Earlier this week, I wrote a piece for The Guardian (UK) about how colleges are increasingly monitoring their students’ and faculty’s online expression in what is often a purely self-interested public relations scheme to control public image. I pointed out that college athletic departments are perhaps leading the charge in online monitoring creepiness by hiring outside contractors to track their student athletes’ social media posts for words and phrases such as “Benjamins,” “Sam Adams,” and “Gazongas.” As if on cue, following the release of my Guardian piece came the publication of this article yesterday about another monitoring program at a public college in Vermont:

As of June 2013 Castleton State College revised its Sparty green student-athlete handbook by adding a new section concerning social media.

For example the handbook states “student-athletes are prohibited from posting the following on their social media sites: Items that could reflect negatively on Castleton State College, and your specific team. This includes comments, pictures, videos or other posts about drug or alcohol abuse, profanity, or other inappropriate conduct. Also included are “posts and photos depicting or describing unlawful assault, abuse, hazing, and selling or possession of illegal drugs.” [Emphasis added.]

One must commend Castleton State for being so forthright about the purpose of their speech code. Most schools are not. But student athletes there should be deeply concerned about the breadth of the policy, which could be interpreted to encompass all sorts of important, protected expression, including informational posts about campus news events that involve crimes such as sexual assault and drug dealing. The policy is also vague in that it prohibits posts about “inappropriate conduct” without defining any parameters for what actually constitutes such conduct.

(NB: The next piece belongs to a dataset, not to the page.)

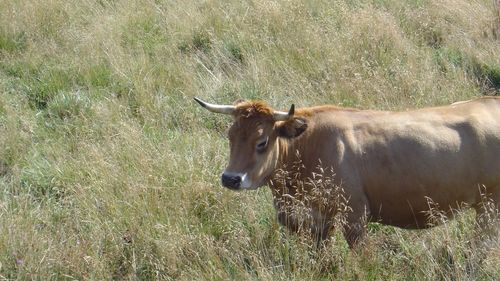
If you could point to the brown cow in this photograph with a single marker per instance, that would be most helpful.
(389, 164)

Students are not entitled to be student athletes, and can be required to keep their expression within certain bounds as a condition of competing for their schools. For example, they can lose their scholarships, be kicked off the team, or disciplined in their capacities as athletes for, say, mouthing off to coaches or refusing to participate in workouts. But, because they often forget, it’s important for universities and their athletic departments to remember that student athletes are just that—student athletes. They are students first, and administrators cannot proscribe a wide swath of speech that students regularly engage in as part of their academic pursuits on public college campuses, as Castleton’s policy does. Not only do such policies send the wrong message to student athletes about what is most important during their time in school, they very well may be unconstitutional.